The loss of Kildare's community buildings


Paul O'Meara


Paul O'Meara


The loss of Kildare's community buildings

File photo: The former Newbridge Credit Union

Newbridge, you might, say, has been a tad unfortunate with its public infrastructure.

There was the unheated public swimming pool at Ryston, which hadn’t been used for many years before it was officially decommissioned, followed by the closure of the Credit Union building and now the old band hall at Cutlery Road will likely be rebuilt as something else entirely.

To be fair, the swimming pool wouldn’t cut it today. Local authority pools, as such are no more, having been replaced by ultra modern public-private facilities embracing pools, gyms and multidisciplinary fitness classes overseen by expert staff.

And many private leisure enterprises come with indoor pools.

The sale of O Modhrain Hall has nothing to do with the loss of the credit union building; save for the fact that it is now unlikely to be a public facility again.

The loss of the credit union building as a place that could be used by the public was significant.

By definition almost, credit unions are community led, and community based, and people led. And this facility was the finest of its kind anywhere - even if, to put it mildly, there was a whiff of over-the-top ostentation to this creation.

Its closure was linked directly to the demise of Newbridge Credit Union which collapsed in 2013, at a time when the nearest comparative institution, Naas Credit Union, was thriving and encouraging people to borrow.

At the time Newbridge CU was the biggest community based credit union in Ireland.

In its aftermath an action group was formed by some of the Newbridge CU members. They held a few meetings shedding a lot of heat, but little light on why the it collapsed leaving the taxpayer to cough up €54m - an estimate in late 2013 - to sort it out.

Newbridge CU had 32,000 deposit accounts and 7,000 loan accounts. Not all of the loans were for the standard two weeks in Majorca or to meet the ever increasing costs of sending a child to school.

The loss of the building to the community is the most visible reminder of what happened.

According to The Sunday Times the building cost €14m, but at the time the facility closed was valued at €3.9m - a paper loss which would buy or renovate a large swathe of property in the town.

O Modhrain Memorial Hall has a much longer history in the town and is named after Eamonn O Modhrain, who was a figure of some importance in local nationalist history.
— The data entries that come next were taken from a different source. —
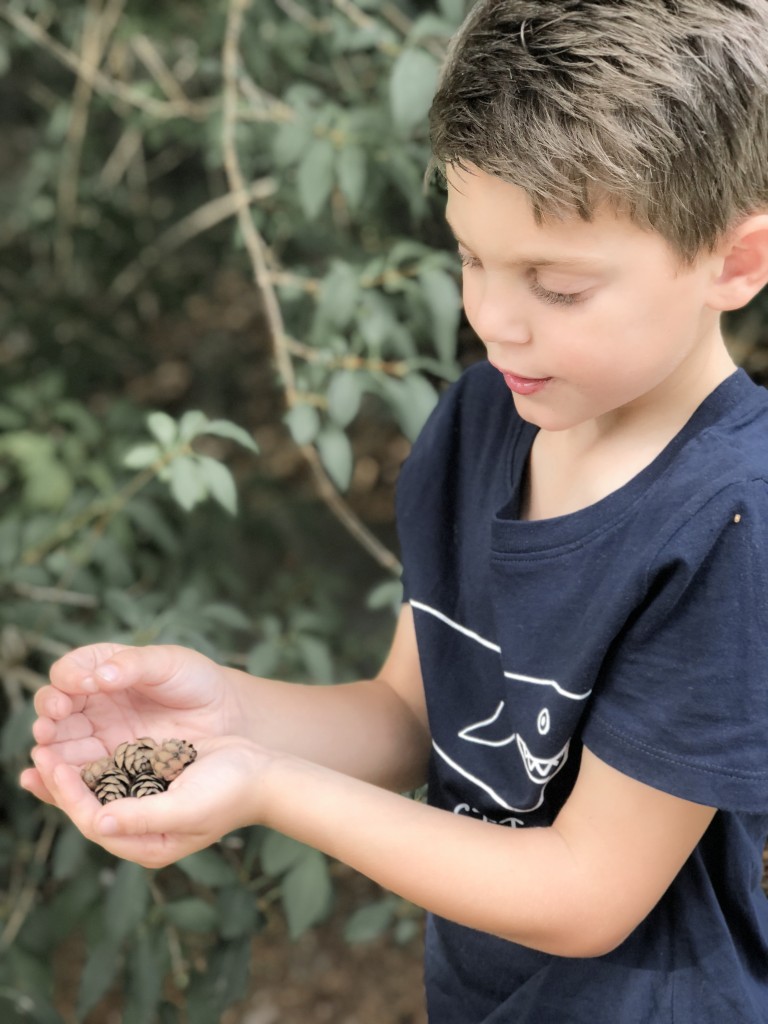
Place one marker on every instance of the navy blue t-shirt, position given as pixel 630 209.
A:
pixel 638 627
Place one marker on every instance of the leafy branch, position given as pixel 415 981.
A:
pixel 256 249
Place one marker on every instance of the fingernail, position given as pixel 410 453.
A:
pixel 109 673
pixel 108 826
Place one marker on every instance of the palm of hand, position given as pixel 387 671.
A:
pixel 181 699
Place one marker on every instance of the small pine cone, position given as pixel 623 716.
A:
pixel 92 771
pixel 146 784
pixel 135 758
pixel 112 784
pixel 170 759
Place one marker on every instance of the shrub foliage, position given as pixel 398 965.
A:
pixel 223 283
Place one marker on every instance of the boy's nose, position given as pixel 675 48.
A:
pixel 500 322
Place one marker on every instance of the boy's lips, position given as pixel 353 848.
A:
pixel 523 385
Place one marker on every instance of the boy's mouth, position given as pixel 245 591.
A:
pixel 523 385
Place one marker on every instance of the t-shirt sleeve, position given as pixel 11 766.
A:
pixel 682 700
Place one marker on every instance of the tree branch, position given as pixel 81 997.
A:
pixel 257 252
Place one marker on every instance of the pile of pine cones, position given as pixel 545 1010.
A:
pixel 139 769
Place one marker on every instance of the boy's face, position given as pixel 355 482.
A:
pixel 587 321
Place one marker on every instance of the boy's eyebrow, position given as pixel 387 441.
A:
pixel 539 261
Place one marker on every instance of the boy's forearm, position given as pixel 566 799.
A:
pixel 363 729
pixel 521 885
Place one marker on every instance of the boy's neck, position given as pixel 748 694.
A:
pixel 570 469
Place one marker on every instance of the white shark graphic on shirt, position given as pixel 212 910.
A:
pixel 534 750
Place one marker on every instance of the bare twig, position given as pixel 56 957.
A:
pixel 392 368
pixel 97 27
pixel 164 110
pixel 257 253
pixel 298 13
pixel 151 58
pixel 55 595
pixel 202 219
pixel 125 151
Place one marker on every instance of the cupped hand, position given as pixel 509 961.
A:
pixel 220 792
pixel 104 694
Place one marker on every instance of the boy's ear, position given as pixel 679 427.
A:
pixel 742 264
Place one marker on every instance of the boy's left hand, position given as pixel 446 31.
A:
pixel 219 792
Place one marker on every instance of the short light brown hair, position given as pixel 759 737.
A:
pixel 659 107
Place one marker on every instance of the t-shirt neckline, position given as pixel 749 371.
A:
pixel 510 534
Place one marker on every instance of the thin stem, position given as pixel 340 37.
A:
pixel 258 255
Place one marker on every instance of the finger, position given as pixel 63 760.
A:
pixel 75 727
pixel 167 812
pixel 32 781
pixel 110 667
pixel 51 702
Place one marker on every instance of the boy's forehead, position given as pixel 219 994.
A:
pixel 484 210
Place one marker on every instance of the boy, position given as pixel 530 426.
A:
pixel 580 668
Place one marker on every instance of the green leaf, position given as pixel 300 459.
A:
pixel 69 853
pixel 306 893
pixel 429 26
pixel 351 169
pixel 224 981
pixel 443 301
pixel 344 395
pixel 192 914
pixel 208 867
pixel 127 900
pixel 163 427
pixel 303 422
pixel 238 912
pixel 454 10
pixel 412 87
pixel 315 177
pixel 101 967
pixel 141 456
pixel 316 656
pixel 413 399
pixel 280 852
pixel 223 428
pixel 370 922
pixel 226 614
pixel 193 423
pixel 336 455
pixel 220 482
pixel 144 973
pixel 263 658
pixel 291 140
pixel 339 295
pixel 187 482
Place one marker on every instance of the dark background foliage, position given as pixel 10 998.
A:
pixel 226 306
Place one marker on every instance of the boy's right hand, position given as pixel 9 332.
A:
pixel 103 694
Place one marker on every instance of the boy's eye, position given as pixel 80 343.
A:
pixel 554 298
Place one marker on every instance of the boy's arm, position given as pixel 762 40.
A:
pixel 574 889
pixel 374 729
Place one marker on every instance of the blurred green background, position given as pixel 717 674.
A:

The historical element to this and the fact that O Modhrain family members still live in the area only accentuates this loss. It’s been sold for €270,000 and may well be developed as something else entirely different.

A campaign has been launched to reverse this, or at a minimum to ensure that the sale price is spent locally.

At a public meeting, attended by some but not all of the elected representatives in Newbridge, there was criticism of the lack of facilities and meeting places for young people in the town, especially of the non-sporting variety. It's a legitimate point, there is much more to life than sport.

Three years ago when Newbridge Credit Union was merged with Permanent TSB it moved out of the building, Sinn Fein councillor Mark Lynch said the building had been taken off the people of Newbridge by the State. He was partly right but the lending policies at Newbridge CU had nothing to do with the State.

It now looks as if Newbridge is to lose another facility, which could possibly (at some expense) have been turned into a community asset.

Residents of Newbridge and Naas are finding time and again that its so much easier to have residential property built, opened, and occupied, than it ever is to have any kind of community facility opened and kept.